Next to arrive were María Jesús and Florencia, retired teachers my mother had kept in touch with over the years. They expressed their condolences and left quickly, conscious that nothing they could say or do would make up for the death of a woman too young to be taken from us. They left at a clip, as if trying to get a head start on the reaper, before he came for them too. Not a single wreath of flowers arrived at the funeral parlor except my own, an arrangement of white carnations that barely covered the upper half of the casket.

My mother's two sisters, my twin aunts Amelia and Clara, weren't present either. One was rotund, and the other was painfully thin. One ate without stopping, while all the other had for breakfast was a small portion of black beans, while she sucked on a roll-your-own cigarette. They lived in Ocumare de la Costa, a town in the state of Aragua, near Bahía de Cata and Choroní. A place where azure waters lapped at white sand, cut off from Caracas by crumbling roads that were becoming impassable.

At 80 years of age, my aunts had made at most a single trip to Caracas. They didn't leave their sleepy backwater even to attend my mother's graduation, and she'd been the first university graduate in the Falcón family. She looked stunning in the photos, standing in the Aula Magna of the Central University of Venezuela: heavy makeup around her eyes, her teased hair squashed flat beneath the mortarboard, the certificate in her rigid hands, and a smile that looked lonely, like she was quietly furious. My mother kept that photograph alongside her Bachelor of Education academic transcript and the notice that my aunts had placed in El Aragüeño, the regional newspaper, so that everyone would know that the Falcóns now had a professional in the family. We didn't see my aunts often, only once or twice a year.
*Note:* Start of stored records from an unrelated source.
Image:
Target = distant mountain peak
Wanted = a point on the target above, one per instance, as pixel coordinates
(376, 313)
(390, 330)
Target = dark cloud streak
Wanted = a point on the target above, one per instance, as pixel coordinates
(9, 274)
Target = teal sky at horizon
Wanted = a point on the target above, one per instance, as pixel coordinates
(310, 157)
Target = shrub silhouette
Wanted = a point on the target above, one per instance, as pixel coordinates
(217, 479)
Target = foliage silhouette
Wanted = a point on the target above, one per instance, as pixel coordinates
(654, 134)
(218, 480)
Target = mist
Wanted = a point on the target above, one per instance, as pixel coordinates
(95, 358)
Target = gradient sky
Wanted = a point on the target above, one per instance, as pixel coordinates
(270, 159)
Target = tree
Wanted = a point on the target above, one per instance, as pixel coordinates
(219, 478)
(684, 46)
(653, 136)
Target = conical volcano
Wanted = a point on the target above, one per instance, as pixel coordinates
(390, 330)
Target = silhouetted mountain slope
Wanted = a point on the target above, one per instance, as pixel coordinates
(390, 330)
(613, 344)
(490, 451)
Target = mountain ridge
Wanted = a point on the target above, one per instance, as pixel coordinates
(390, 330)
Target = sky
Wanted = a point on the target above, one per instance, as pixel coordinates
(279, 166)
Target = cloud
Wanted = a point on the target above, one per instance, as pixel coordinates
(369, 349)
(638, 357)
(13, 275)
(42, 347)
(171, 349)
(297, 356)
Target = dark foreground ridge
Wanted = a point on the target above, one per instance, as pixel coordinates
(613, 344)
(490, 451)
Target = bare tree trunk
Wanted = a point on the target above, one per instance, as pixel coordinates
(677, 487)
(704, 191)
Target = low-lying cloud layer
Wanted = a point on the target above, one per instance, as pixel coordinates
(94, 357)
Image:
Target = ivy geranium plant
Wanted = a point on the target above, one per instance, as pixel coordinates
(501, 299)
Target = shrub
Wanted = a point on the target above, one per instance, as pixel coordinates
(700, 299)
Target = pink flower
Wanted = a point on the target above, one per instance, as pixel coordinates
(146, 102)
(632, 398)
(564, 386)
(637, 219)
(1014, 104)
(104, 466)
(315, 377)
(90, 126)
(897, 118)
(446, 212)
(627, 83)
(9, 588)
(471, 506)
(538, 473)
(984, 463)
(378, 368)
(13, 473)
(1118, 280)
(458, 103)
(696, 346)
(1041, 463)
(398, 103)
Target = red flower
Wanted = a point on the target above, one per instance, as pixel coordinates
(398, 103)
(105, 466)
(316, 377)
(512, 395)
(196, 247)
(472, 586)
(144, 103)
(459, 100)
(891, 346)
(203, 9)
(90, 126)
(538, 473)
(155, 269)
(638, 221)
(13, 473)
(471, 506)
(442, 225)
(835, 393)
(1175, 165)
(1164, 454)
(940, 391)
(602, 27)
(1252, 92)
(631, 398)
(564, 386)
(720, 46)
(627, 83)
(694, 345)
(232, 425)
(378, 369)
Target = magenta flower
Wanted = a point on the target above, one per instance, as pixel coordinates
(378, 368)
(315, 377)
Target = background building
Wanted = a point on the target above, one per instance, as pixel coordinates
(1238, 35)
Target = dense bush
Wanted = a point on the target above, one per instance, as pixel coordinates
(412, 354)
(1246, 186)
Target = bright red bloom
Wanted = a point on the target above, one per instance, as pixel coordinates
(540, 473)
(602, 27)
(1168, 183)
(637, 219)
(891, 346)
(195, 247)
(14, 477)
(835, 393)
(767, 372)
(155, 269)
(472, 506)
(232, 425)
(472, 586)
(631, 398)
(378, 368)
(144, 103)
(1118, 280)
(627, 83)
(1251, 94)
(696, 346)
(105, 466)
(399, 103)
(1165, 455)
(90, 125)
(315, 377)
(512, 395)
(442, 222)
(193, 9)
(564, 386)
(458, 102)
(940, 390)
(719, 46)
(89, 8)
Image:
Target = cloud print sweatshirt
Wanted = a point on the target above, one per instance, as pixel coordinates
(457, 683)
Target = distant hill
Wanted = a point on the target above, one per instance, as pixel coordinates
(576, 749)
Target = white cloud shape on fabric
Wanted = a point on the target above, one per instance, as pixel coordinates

We traveled to the small town where they lived in July and August, sometimes during Carnaval or Semana Santa. We would give them a hand with the guesthouse and help lighten their financial load. My mother always left them a little money, pestering them while she was at it: one to stop eating, the other to eat. They lavished us with breakfasts that turned my stomach: shredded beef, crispy pork rind, tomato, avocado, and guarapo, a beverage made of cinnamon and unrefined sugar strained through a cloth. They often followed me around the house brandishing the brew, which more than a few times made me faint; I would regain consciousness to the sounds of their fussing.

"Adelaida, if our mother saw this girl of yours, puny as she is and with no meat on her bones, she'd dish her up three arepas smothered in lard," my aunt Amelia, the rotund one, would say. "What do you do to the poor creature? She's no bigger than a fried herring. Wait here, m'hija. I'll be right back Don't you move a muscle, muchachita!"

"Leave the girl in peace, Amelia. Just because you're hungry all the time doesn't mean everyone else is," my aunt Clara would sing out from the patio, keeping an eye on her mango trees and smoking a cigarette.

"Aunt Clara, what are you doing out there? Come inside, we're about to eat."

"Hold on, I want to make sure those scoundrels from next door don't come knock down any of my mangoes with a rod. The other day they took three bags' worth."

From It Would Be Night In Caracas by Karina Sainz Borgo, translated by Elizabeth Bryer. Used with permission of the publisher, HarperVia, an imprint of Harper Collins. Copyright © 2019 Karina Sainz Borgo. English translation copyright © 2019 Elizabeth Bryer.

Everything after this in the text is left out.